2) Above-mentioned group is now making applesauce from said apples, right above my head. I’m listening to music blaring, foot steps creaking, and lots and lots of teasing. Along with the shared work of community, we shared resources to make this happen–jars and lids, crockpots, extra sugar. Yum.

3) Aren’t you even curious how the apples were free? Well, get this–our little town’s cemetery is home to three rather prolific apple trees, and apparently nobody picks them (we assume, considering the scads of rotting apples on the ground). Who decided to plant these trees, we have no idea, nor do we know if someone takes care of them. What we know is that we got 53 pounds’ worth of apples off of only 2 of the trees. (SHHHH. Don’t tell our secret.)

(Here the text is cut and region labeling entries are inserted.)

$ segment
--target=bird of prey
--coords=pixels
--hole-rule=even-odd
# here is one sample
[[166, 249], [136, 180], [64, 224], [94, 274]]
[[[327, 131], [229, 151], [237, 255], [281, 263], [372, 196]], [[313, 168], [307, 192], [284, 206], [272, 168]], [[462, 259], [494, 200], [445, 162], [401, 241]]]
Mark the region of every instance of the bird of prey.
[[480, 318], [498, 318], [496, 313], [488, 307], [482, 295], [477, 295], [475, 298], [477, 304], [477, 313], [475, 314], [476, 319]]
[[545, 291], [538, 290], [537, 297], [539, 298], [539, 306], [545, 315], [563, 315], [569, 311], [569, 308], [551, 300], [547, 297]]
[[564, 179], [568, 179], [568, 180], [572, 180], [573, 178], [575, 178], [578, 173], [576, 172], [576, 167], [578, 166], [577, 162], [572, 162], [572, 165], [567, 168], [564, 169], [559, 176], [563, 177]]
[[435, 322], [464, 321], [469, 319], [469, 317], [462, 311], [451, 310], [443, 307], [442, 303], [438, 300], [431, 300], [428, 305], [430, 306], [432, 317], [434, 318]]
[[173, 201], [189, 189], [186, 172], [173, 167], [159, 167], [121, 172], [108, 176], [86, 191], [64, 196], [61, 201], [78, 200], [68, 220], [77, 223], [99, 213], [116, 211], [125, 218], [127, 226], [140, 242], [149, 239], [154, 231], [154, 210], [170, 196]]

4) I also need to add a fourth-fold item to this list, because we’re using a handy contraption called a Victorio Strainer to make this applesauce, and we got that from my in-laws last year for Christmas. It’s the same device my mother-in-law uses every year to fill her pantry, and I must say, is a worthwhile tradition I’m happy to be part of!

Well, better get back to work. I think my hands are needed in the kitchen.

In Honor of Volunteerism: Food & Community, part 4

Pretty much every day now, we pick about two fistfuls of shiny red grape tomatoes. Luckily, we bought ourselves a dehydrator this year, and we’ve found myriad ways to use “sundried” tomatoes, even when they’re dried artificially. That little whirring you hear when passing through our kitchen is music to my ears.

But guess what? Even in bragging about our beautiful tomatoes, I can talk about community.

My mom hasn’t planted tomato plants for at least two seasons, but last year she had some really healthy “volunteer” plants in various places around her garden… and in places very distant from anything garden-like. Apparently critters liked her tomatoes, too, and tried to preserve them in the fertile soil of her back yard.